Earliest known stone version of Ten Commandments auctioned in USA for $ 850 thousand

The earliest known stone inscription of the Ten Commandments was sold at the auction Heritage in California, USA, for$ 850 thousand, reports the site of the auction.

Described as a "national treasure" of Israel, the stone was first uncovered in 1913 during excavations for a railroad station near Yavneh in Israel and is the only intact tablet version of the Commandments thought to exist. It lists nine of the 10 commonly known Biblical Commandments from the Book of Exodus, with an additional Commandment to worship on the sacred mountain of Mount Gerizim, near Nablus, which is a now a city in the West Bank.

The two-foot-square (0.18 square meter), 115-pound (52 kg) marble slab is inscribed in an early Hebrew script called Samaritan and most likely adorned a Samaritan synagogue or home in the ancient town of Jabneel, Palestine, which is now Yavneh in modern Israel.

The tablet's home was either destroyed by the Romans between 400 and 600 AD, or by the Crusaders in the 11th century, and that the stone had lain buried in the rubble of the ruins for centuries before its discovery near Yavneh.
The workmen who found it did not recognize its importance and either sold or gave it to a local Arab man, who set the stone into the threshold of a room leading to his inner courtyard, with the inscription facing up.

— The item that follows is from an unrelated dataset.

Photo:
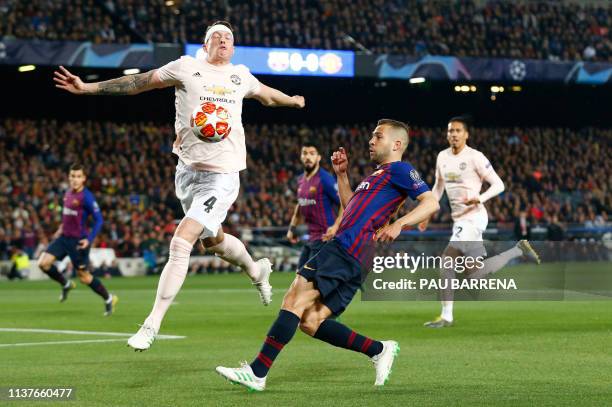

Thirty years later, in 1943, the man's son sold the stone to a Mr. Y. Kaplan, a municipal archaeologist. The latter immediately recognized its importance as an extremely rare 'Samaritan Decalogue,' one of five such known stone inscriptions that date to the late Roman-Byzantine era (300-640 AD) or just after the Muslim invasion of the seventh century AD.

Kaplan eventually sold the stone to an American, Rabbi Saul Deutsch, who took it to the US and put it on display at his Living Torah Museum in Brooklyn, New York.

Described as a "National Treasure" by Israel, its export was approved under a special permit issued in 2005 by the Israel Antiquities Authority (IAA).

The only stipulation is that the stone can be sold to a third party, but only on condition that it be placed on public display "where all can view it and enjoy."